Shortly after taking and passing the test, out of the blue, he sent me a new Fender Stratocaster exactly like the one I played back in the band days.
The card said, Congratulations Brother, and was signed John. I was stunned and completely caught off guard. Of course he got himself one too. That was John Thawley, if one was good, two was better. He could give one to a friend and then have a friend to enjoy it with.
Over the next few years he and I teamed up on several web projects, the first big one was the Detroit Lions. John designed and built the first NFL Detroit Lions website.
John pulled me in to work on the project.
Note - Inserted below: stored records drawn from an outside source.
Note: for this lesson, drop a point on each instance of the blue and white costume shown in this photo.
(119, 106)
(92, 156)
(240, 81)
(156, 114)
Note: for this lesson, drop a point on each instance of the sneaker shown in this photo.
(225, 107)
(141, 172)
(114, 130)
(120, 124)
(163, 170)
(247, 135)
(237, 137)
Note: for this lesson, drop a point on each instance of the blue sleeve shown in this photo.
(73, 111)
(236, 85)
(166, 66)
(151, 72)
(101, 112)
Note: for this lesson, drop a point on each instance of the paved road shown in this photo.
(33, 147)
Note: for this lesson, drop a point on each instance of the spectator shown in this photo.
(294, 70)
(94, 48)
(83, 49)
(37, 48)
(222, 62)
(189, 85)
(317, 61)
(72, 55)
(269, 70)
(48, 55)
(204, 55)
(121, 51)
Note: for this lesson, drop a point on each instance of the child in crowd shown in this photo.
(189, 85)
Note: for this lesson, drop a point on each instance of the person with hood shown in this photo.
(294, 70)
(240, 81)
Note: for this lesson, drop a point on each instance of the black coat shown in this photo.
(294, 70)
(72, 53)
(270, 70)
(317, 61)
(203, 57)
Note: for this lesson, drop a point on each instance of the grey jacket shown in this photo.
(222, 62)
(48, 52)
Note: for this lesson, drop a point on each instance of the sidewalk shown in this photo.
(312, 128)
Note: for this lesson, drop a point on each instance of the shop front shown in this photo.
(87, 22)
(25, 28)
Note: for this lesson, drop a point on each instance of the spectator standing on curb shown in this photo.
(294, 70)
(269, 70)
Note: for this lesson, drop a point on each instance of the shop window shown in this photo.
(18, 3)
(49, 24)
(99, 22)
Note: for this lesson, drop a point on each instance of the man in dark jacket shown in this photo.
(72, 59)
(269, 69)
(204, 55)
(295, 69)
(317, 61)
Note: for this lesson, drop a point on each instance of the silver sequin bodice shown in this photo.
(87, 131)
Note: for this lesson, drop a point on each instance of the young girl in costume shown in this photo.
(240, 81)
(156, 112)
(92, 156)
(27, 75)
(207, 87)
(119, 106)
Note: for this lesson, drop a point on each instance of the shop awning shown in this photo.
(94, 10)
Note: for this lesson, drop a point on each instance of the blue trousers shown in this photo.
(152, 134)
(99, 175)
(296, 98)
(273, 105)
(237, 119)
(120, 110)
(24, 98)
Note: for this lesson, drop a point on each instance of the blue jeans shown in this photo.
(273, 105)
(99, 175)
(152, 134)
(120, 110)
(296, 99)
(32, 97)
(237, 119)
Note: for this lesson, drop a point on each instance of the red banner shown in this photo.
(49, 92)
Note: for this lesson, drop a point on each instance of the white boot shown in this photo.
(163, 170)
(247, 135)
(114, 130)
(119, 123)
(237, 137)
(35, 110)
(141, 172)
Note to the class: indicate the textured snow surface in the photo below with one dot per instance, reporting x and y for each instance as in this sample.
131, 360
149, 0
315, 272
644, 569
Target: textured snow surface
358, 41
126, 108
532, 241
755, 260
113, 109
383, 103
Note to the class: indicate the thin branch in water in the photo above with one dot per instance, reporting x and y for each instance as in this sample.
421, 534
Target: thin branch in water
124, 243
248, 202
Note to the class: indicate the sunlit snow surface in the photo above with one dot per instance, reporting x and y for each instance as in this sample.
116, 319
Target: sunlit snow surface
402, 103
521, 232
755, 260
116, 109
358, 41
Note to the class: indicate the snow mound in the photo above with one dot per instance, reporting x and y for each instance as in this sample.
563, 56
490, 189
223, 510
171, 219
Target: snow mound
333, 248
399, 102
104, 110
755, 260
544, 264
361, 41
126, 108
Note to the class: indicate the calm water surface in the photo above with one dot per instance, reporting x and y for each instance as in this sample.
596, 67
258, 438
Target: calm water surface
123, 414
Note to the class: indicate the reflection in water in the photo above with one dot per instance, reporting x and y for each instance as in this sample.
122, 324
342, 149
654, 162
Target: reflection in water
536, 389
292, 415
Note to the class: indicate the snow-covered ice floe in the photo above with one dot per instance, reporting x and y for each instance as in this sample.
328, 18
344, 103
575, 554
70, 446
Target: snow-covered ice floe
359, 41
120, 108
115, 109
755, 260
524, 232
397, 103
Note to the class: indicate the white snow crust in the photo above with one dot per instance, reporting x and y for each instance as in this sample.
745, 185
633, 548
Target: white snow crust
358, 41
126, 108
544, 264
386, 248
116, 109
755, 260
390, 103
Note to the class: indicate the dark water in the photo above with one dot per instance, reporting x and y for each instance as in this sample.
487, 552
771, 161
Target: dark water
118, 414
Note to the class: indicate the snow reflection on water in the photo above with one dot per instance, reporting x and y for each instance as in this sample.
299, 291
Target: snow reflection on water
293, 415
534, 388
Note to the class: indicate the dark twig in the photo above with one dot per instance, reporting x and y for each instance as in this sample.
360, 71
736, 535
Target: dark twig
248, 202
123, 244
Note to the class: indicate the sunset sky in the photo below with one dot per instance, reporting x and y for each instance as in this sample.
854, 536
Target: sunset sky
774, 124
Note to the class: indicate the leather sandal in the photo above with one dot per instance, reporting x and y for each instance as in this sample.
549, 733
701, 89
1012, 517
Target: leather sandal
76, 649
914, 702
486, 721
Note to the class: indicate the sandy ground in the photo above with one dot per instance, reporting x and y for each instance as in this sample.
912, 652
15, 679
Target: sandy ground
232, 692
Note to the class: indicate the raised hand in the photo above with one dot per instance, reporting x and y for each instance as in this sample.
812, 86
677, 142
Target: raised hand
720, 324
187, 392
My piece was building several hundred web pages to display all of the team’s statistics. If you’re a football fan you know that every-time somebody touches the football, a stat is generated. There were thousands of them per year and they wanted two years’ worth on the site, plus weekly updates.
You have to remember, it was 1996, long before any of today’s common web technologies were invented. Everything back then had to be precisely hand coded.
John figured it would take me a week of heads down programming to knock this piece out and I was going to be paid by the hour. If I ran over a little that would be OK as long as it was done in 10 days.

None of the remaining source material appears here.